I meant it when I said I would do it for a living; I meant it when I said there will be a lamb roasting in that same spot come the crispness of the last days of fall. 






Friday, June 16, 2017

how to cook in a summer kitchen, briefly

When in the kitchen in summer you must make as few movements as possible. It becomes a study in conciseness: you must chop your carrots not using your whole arm as you might do in winter but using a kind of gliding, circular motion with your wrist and some backbone provided by your forearm. You must move from your cutting board to the stovetop with the least number of pivots possible, and when there must stir like an oarswoman: once, twice, three times lifting from the bottom, getting everything as fully churned as you can because anything beyond that will have you sweating. Conciseness. Create as little extra heat as you can. You must remember this as you pluck mint leaves, must slice with forefinger and thumb flush against the stem -- must make a clean cut of the leaf entire.

You have tried to explain this heat many times many times to people not from here. The words always twist coming out of your mouth and you end up saying something like "The heat in the summer gets to you, it gets in your head," or, "People act different in summer." What you really meant to say is that the heat is violent. It mounts a sunup-to-sundown offensive, it descends from above and rises from where it has seeped into the asphalt and it traps you in the middle. It makes everyone move with a languidness that in this East Coast shrine to efficiency they would not otherwise indulge, but it traps that excess energy somewhere else, builds it up like steam in pockets all over your body.

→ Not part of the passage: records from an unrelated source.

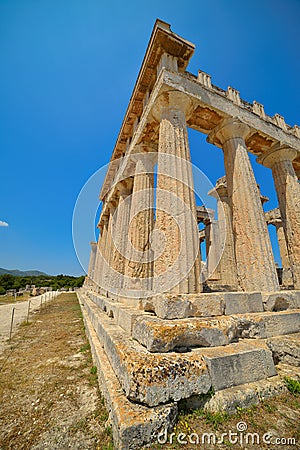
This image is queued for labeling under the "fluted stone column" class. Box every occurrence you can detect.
[101,204,116,295]
[209,177,238,290]
[204,218,221,281]
[125,152,157,290]
[94,216,108,293]
[112,182,132,289]
[257,143,300,289]
[153,91,201,294]
[88,242,97,287]
[275,221,293,286]
[209,118,279,291]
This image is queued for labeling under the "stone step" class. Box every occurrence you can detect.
[132,310,300,352]
[81,295,276,406]
[183,363,300,414]
[77,294,177,450]
[267,333,300,367]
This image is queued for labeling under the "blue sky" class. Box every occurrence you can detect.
[0,0,300,275]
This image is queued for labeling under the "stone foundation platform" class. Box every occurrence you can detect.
[78,290,300,449]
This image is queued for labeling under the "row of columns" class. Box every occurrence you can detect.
[89,105,300,294]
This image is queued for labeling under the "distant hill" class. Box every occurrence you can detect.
[0,267,47,277]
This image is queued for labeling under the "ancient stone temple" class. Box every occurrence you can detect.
[79,20,300,449]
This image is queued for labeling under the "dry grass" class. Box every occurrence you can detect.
[0,294,112,450]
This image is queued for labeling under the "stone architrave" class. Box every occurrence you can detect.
[257,143,300,289]
[209,118,279,291]
[209,177,238,290]
[152,91,201,294]
[88,242,97,287]
[125,152,157,291]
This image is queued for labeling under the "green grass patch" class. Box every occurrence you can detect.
[284,377,300,395]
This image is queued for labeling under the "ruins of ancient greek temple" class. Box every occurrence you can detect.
[80,20,300,449]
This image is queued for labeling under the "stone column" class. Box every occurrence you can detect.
[209,177,238,290]
[257,143,300,289]
[101,204,116,296]
[107,181,132,292]
[125,151,157,291]
[88,242,97,287]
[112,181,132,289]
[152,91,201,294]
[208,118,279,291]
[94,216,108,293]
[204,217,221,281]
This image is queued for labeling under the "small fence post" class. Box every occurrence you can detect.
[27,300,31,323]
[9,307,16,340]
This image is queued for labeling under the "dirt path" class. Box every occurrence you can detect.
[0,292,57,353]
[0,294,113,450]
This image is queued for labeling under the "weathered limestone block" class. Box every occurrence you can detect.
[148,292,224,319]
[235,311,300,339]
[209,177,238,290]
[201,341,276,391]
[132,317,237,352]
[189,292,225,317]
[262,291,300,311]
[204,376,288,414]
[79,298,177,450]
[224,292,264,315]
[88,242,97,286]
[81,296,211,406]
[153,294,191,319]
[118,306,152,335]
[257,143,300,289]
[267,333,300,367]
[209,118,279,292]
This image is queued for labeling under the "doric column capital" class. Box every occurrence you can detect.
[117,180,132,197]
[208,177,228,199]
[256,142,299,169]
[152,90,193,122]
[132,146,158,169]
[207,117,250,147]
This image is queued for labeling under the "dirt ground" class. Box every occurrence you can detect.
[0,293,113,450]
[0,292,57,353]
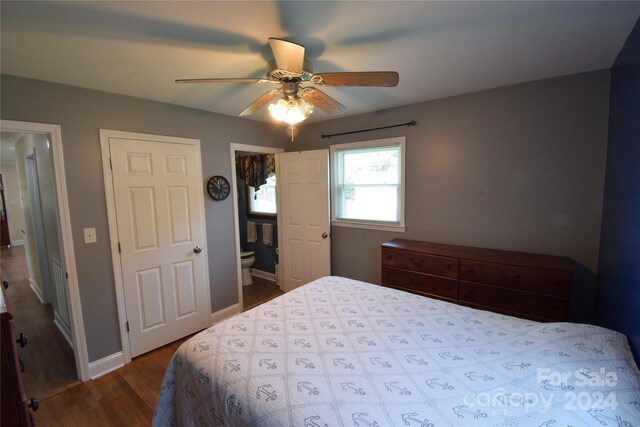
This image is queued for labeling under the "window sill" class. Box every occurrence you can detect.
[331,219,407,233]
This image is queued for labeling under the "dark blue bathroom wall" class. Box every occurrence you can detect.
[596,20,640,360]
[236,173,278,274]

You will find yourself adding more chiles, more hot sauce, more heat to everything you make. Whole jalapenos disappear into otherwise sensible and subtle Spanish tortillas; heaping tablespoons of red pepper flakes into mild carrot and ginger soup. What you reserve in your movements must explode outward in flavor -- to match that slow and stabbing heat.


Sunday, March 12, 2017

two perfectly fried eggs are an exquisite thing; or, breakfast nostalgia

I'm careful now to follow all the steps you showed me before. Only a little fat in the pan, low flame (you in your rigid cooking philosophies refuse anything higher, get that obstinate look when I tell you you wouldn't like anything fried done over anything less than a hellfire-hot flame). Eggs cracked in such a way as to evenly fill both halves of the pan. Ying-and-yangs. A lid to nestle them, their whites spitting and hitting the top. The heat turned off just as their great yellow eyes begin to grow cloudy. I must admit that in some things I am too impatient -- I'd rather risk scorching the egg bottoms to have the yolks done faster -- but you tell me this is wrong with a solemnity and offended air generally reserved for priests describing mortal sins. You have to turn off the flame and let them sit you tell me, let the heat that has collected in the pan cook the yolks a little longer because (and this might be the most important part of your egg philosophy) there exists only one correct yolk texture, and that is thick-runny. Thin-runny looks like bile and if you wanted a hard yolk you might as well have boiled it. After two, three minutes you lift the lid and I always had to admit, still do admit when I do it myself, that the eggs are perfect. My pride forces me to say that it's not that I couldn't fry an egg myself before I met you -- of course  I could fry an egg, but they weren't perhaps very visually pleasing specimens or of consistent quality. And so when you tell me you can't cook I always think of the eggs, the unwavering attention you pay them, your engineer's love of process. How you go in every time so sure that following each step to the letter will lead to a perfect egg, and how each time it does. Your kind of structural, analytical vision turns a humble egg into its best self. How could I not love you for that? How could I not miss you terribly when I sit in a cold DC kitchen to eat two perfectly fried eggs by myself.